Le discours de Papademos et des banquiers de l’Union européenne qui consiste à faire payer au peuple grec l’échec de leur politique et la faillite de leur système, en accusant les déshérités d’être paresseux et dispendieux, est une hypocrisie sans nom. La presse constate, (sous couvert d’une autre fable, l’objectivité, que beaucoup trop confondent encore avec la neutralité) et distille chichement les nouvelles de la place Syntagma en fonction de la hiérarchisation absurde de l’information basée sur les courbes d’audience.

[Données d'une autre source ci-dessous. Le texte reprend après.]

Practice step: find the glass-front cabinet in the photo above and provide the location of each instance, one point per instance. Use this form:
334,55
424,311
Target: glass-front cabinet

On consacre 10 minutes au Tournoi des Six Nations, on glose inlassablement sur la candidature de Sarkozy, on passe rapidement sur les dizaines de malheureux qui meurent de froid mais surtout de misère. En Grèce, il y aura bientôt 10 millions de pauvres, et dans un système éminemment instable comme le capitalisme banquier, la France ne s’en sortira pas sans égratignure. Le chaos est donc inhérent au monde comme la paupérisation est inhérente à un système économique qui croit pouvoir instaurer la fin de l’Histoire.
Et on espère que l’Histoire prendra bientôt la forme d’un gros pavé dans la gueule.